[EDIT] and then there's "what is math?". The memorization from early grades that everyone shits on, with some simple algebra, is what I actually, ever, use in my life, plus some very basic geometry when doing stuff around the house. If it's for work it's some practical application thing. "Real" math like proofs? Never, ever.
Good remark. I wouldn't call arithmetic math, nor would I call using a Boolean expression math. I am currently working on a compiler bug that has to do with liveness analysis. That is an algorithm, which kind of is math, but the actual bug is just 'oh, for some reason the registers that the function arguments are passed in are not marked as live', and I wouldn't say that I had to use any math.
In my job, I'm usually either fixing bugs, parsing formats, making different API's work together by converting stuff or writing wrappers around API's. I wouldn't call any of this 'math', and if you'd ask me I have never used math at work (which is a shame really, because I really love math).
Can you share example code? I can't see how that works.
Restructuring code, for example, often needs a good grasp of negation in logic.
Do you need formal training to do it? Not really.
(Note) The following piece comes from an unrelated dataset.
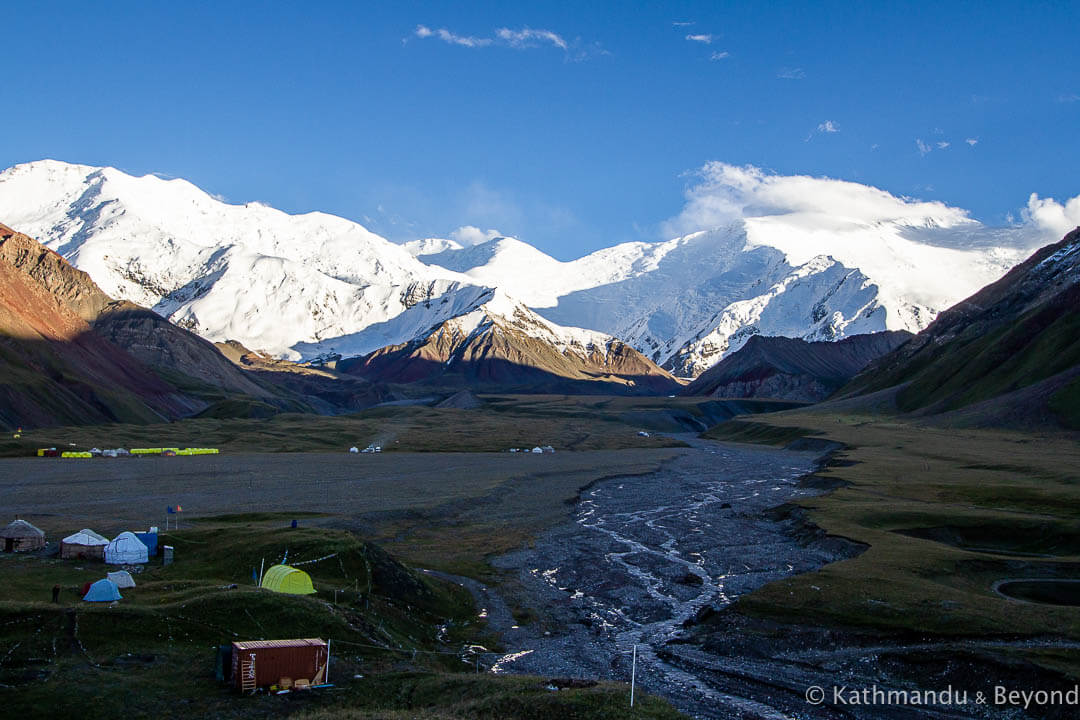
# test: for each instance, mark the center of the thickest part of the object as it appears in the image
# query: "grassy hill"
(151, 654)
It’s advantageous to have a good math grounding though. My colleagues that have a good math education can often reason and communicate using graph theory, especially when it comes to architecture. Set theory is also super useful - I’ll often see people writing crappy algorithms because they don’t know about using sets (again, understanding computability and complexity would have helped here).
Maths is all around us, it is really just the study of patterns after all. That applies more so in software, even if it’s not immediately apparent.
Basic arithmetic comes up all the time: pro-rating a monthly plan, figuring out how much to scale up or down a system in response to changes in data, figuring out when your system will run out of memory/disk.
Statistics and probability are also pretty common. I'm often calculating standard deviations and finding expected values of non uniform random variables. For example, how fast does a queue have to be to handle 1 second tasks 90% of the time, but 30 second tasks 10% of the time?
Derivatives comes with many graphics tasks, such as 3D graphics or animations.